Re: [PATCH v1 2/2] dma-mapping-common: add DMA attribute - DMA_ATTR_IOMMU_BYPASS

From: Benjamin Serebrin <serebrin@google.com>
To: David Woodhouse <dwmw2@infradead.org>
Cc: Shamir Rabinovitch <shamir.rabinovitch@oracle.com>,
	David Miller <davem@davemloft.net>,
	Joerg Roedel <jroedel@suse.de>,
	benh@kernel.crashing.org, Arnd Bergmann <arnd@arndb.de>,
	Jonathan Corbet <corbet@lwn.net>,
	linux-doc@vger.kernel.org, linux-arch@vger.kernel.org,
	luto@kernel.org, borntraeger@de.ibm.com,
	cornelia.huck@de.ibm.com, sebott@linux.vnet.ibm.com,
	Paolo Bonzini <pbonzini@redhat.com>,
	hch@lst.de, kvm@vger.kernel.org, schwidefsky@de.ibm.com,
	linux-s390@vger.kernel.org
Subject: Re: [PATCH v1 2/2] dma-mapping-common: add DMA attribute - DMA_ATTR_IOMMU_BYPASS
Date: Mon, 16 Nov 2015 10:42:23 -0800	[thread overview]
Message-ID: <CAN+hb0XLpQs9UiuWkzU=xBT_Tpfntd+XGCLYQDagwsY+HeN-kw@mail.gmail.com> (raw)
In-Reply-To: <CAN+hb0UWpfcS5DvgMxNjY-5JOztw2mO1r2FJAW17fn974mhxPA@mail.gmail.com>

On Mon, Nov 16, 2015 at 12:42 AM, David Woodhouse <dwmw2@infradead.org> wrote:
>
> On Sun, 2015-11-15 at 22:54 -0800, Benjamin Serebrin wrote:
> > We looked into Intel IOMMU performance a while ago and learned a few
> > useful things.  We generally did a parallel 200 thread TCP_RR test,
> > as this churns through mappings quickly and uses all available cores.
> >
> > First, the main bottleneck was software performance[1].
>
> For the Intel IOMMU, *all* we need to do is put a PTE in place. For
> real hardware (i.e not an IOMMU emulated by qemu for a VM), we don't
> need to do an IOTLB flush. It's a single 64-bit write of the PTE.
>
> All else is software overhead.
>

Agreed!

>
> (I'm deliberately ignoring the stupid chipsets where DMA page tables
> aren't cache coherent and we need a clflush too. They make me too sad.)

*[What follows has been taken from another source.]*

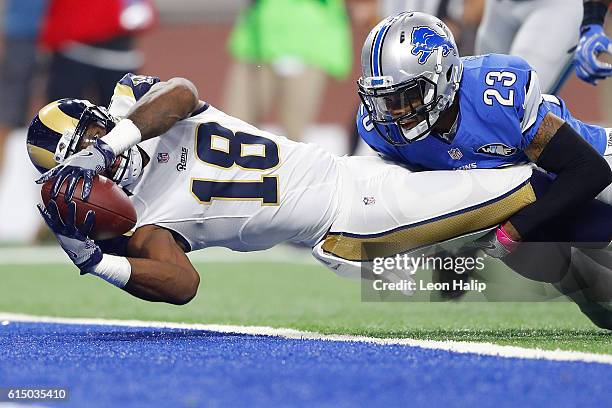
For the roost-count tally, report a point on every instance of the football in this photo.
(115, 214)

How much does Linux need to care about such chipsets?  Can we argue
that they get very sad performance and so be it?

>
>
>
> >   This study preceded the recent patch to break the locks into pools
> > ("Break up monolithic iommu table/lock into finer graularity pools
> > and lock").  There were several points of lock contention:
> > - the RB tree ...
> > - the RB tree ...
> > - the RB tree ...
> >
> > Omer's paper (https://www.usenix.org/system/files/conference/atc15/at
> > c15-paper-peleg.pdf) has some promising approaches.  The magazine
> > avoids the RB tree issue.
>
> I'm thinking of ditching the RB tree altogether and switching to the
> allocator in lib/iommu-common.c (and thus getting the benefit of the
> finer granularity pools).

Sounds promising!  Is 4 parallel arenas enough?  We'll try to play
with that here.
I think lazy_flush leaves dangling references.

>
>
> > I'm interested in seeing if the dynamic 1:1 with a mostly-lock-free
> > page table cleanup algorithm could do well.
>
> When you say 'dynamic 1:1 mapping', is that the same thing that's been
> suggested elsewhere — avoiding the IOVA allocator completely by using a
> virtual address which *matches* the physical address, if that virtual
> address is available?

Yes.  We munge in 2 upper address bits in the IOVA to encode read and
write permissions as well.

>
> Simply cmpxchg on the PTE itself, and if it was
> already set *then* we fall back to the allocator, obviously configured
> to allocate from a range *higher* than the available physical memory.
>
> Jörg has been looking at this too, and was even trying to find space in
> the PTE for a use count so a given page could be in more than one
> mapping before we call back to the IOVA allocator.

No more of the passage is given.